Porta il sentiero con te, decía Onorio. Lleva el camino contigo. Desde entonces cargo mi archivo a cuestas, como una maleta sin ruedas.


Nací en el último vagón de un tren llamado
Europa. No es metáfora, es precisión genealógica. Toda mi familia está inscrita en ese vagón que avanzaba de noche, bajo una lluvia de carbón y rezos. El tren arrastraba el continente mientras la memoria se iba disolviendo en medio del humo. En Malincuor esa línea no abre un poema: abre una respiración. No hay viaje, sino exilio. Cada palabra fue un riel, cada libro una estación. Lo que creí herencia se volvió persistencia: la poesía como ruido que se repite para no morir.

El Bora, ese viento al que los croatas temen como a un dios enloquecido, regresaba cada invierno a probar la consistencia de las casas.

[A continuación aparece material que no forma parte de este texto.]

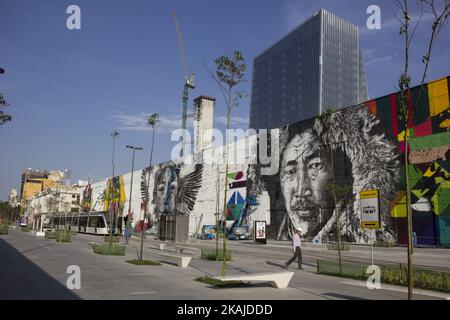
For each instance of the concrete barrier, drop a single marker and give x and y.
(278, 280)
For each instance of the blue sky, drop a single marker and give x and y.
(69, 89)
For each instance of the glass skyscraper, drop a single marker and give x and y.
(316, 66)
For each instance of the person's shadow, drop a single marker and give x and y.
(281, 265)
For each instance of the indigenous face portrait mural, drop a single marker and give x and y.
(326, 161)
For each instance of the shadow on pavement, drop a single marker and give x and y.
(22, 279)
(342, 296)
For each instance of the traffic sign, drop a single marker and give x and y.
(370, 208)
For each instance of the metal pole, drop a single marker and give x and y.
(148, 186)
(371, 244)
(409, 215)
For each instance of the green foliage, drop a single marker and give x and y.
(381, 243)
(210, 254)
(334, 246)
(26, 229)
(62, 235)
(144, 262)
(4, 230)
(111, 238)
(49, 235)
(109, 249)
(423, 279)
(221, 284)
(230, 72)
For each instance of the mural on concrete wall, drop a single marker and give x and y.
(363, 146)
(302, 192)
(367, 151)
(115, 194)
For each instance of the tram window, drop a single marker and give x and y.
(100, 223)
(83, 221)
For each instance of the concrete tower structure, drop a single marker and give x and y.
(204, 116)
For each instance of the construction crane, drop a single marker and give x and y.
(188, 84)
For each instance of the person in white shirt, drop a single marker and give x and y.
(297, 248)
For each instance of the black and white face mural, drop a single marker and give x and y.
(175, 188)
(337, 155)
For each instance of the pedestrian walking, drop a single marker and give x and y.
(297, 248)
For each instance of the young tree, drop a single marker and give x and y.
(229, 74)
(440, 12)
(152, 121)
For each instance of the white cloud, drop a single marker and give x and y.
(138, 121)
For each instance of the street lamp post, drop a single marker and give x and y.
(152, 121)
(131, 189)
(115, 135)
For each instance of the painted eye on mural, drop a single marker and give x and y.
(289, 171)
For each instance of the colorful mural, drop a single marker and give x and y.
(353, 149)
(115, 195)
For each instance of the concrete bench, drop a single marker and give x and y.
(278, 280)
(159, 246)
(181, 261)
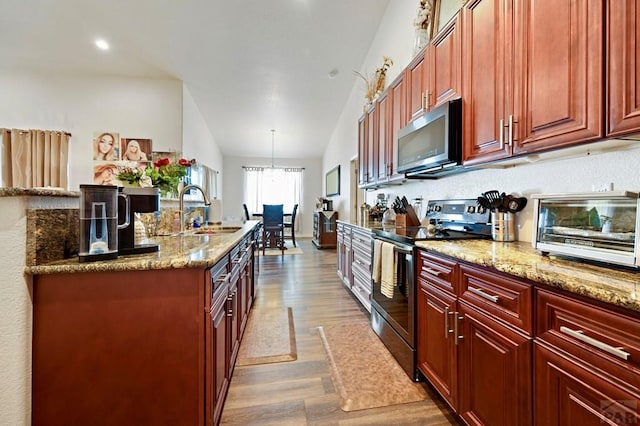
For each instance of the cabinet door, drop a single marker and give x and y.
(436, 350)
(384, 136)
(445, 63)
(363, 140)
(570, 394)
(372, 142)
(233, 344)
(487, 46)
(494, 367)
(217, 364)
(558, 97)
(623, 77)
(416, 80)
(397, 120)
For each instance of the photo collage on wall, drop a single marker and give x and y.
(112, 155)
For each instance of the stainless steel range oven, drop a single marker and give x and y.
(393, 305)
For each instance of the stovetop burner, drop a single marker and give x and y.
(450, 220)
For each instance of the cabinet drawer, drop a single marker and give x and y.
(437, 271)
(605, 339)
(505, 298)
(362, 241)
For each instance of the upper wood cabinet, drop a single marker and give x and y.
(533, 76)
(623, 78)
(434, 75)
(445, 64)
(416, 86)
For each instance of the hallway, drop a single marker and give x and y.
(301, 392)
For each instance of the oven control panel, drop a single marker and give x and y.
(462, 210)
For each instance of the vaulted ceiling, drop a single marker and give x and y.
(251, 66)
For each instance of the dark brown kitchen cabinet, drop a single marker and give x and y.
(445, 64)
(416, 86)
(137, 347)
(468, 348)
(367, 146)
(519, 55)
(363, 147)
(383, 107)
(623, 80)
(437, 347)
(494, 370)
(343, 235)
(324, 229)
(587, 363)
(397, 120)
(217, 350)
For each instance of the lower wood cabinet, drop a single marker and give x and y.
(437, 347)
(495, 372)
(477, 347)
(324, 229)
(355, 252)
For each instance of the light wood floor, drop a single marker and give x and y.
(301, 392)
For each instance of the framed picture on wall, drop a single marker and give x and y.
(332, 181)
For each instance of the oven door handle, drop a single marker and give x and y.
(403, 250)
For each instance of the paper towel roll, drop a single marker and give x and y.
(215, 212)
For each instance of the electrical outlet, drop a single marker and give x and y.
(602, 187)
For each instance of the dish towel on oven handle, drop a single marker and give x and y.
(388, 270)
(384, 267)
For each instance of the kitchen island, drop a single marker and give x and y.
(143, 339)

En Dalmacia se decía que el Bora nacía del resentimiento de las montañas que no pudieron tocar el mar. Baka no hablaba español: su idioma eran los gestos. Pasaba las tardes barajando el Briškan como quien sostiene el destino entre los dedos. No comprendía el idioma, lo representaba a través de sus gestos.  En su quietud aprendí la ética del otro: la presencia que no exige ser comprendida. No lo sabía, pero así empezó mi escritura. Malincuor nació de esa superstición doméstica: el tren, el viento, los nombres impronunciables.


Hoy ya no me interesa si soy italiano, croata o apenas un eco detenido en una estación vacía. El idioma nunca fue patria: fue frontera. Escribo como quien desentierra. Malincuor no es un libro: es un archivo de resurrección. Benjamin dijo que el verdadero historiador “hace saltar la chispa de la esperanza en el instante del peligro”: esa chispa es la sílaba que sobrevive al sentido. 

Lo aprendí de Onorio: el archivo respira a través de quien lo sostiene.

He vivido entre lenguas y culturas como quien habita una frontera interminable donde las palabras se desgastaban como monedas de un imperio en ruinas. En casa, la mezcla era nuestra lingua franca: italiano en la cocina, croata en los insultos, silencio en las sobremesas. Ninguna nación me reconocía, y en esa desposesión encontré a mi verdadera y única patria. El idioma se volvió un pasaporte sin sello: una forma de extranjería perpetua.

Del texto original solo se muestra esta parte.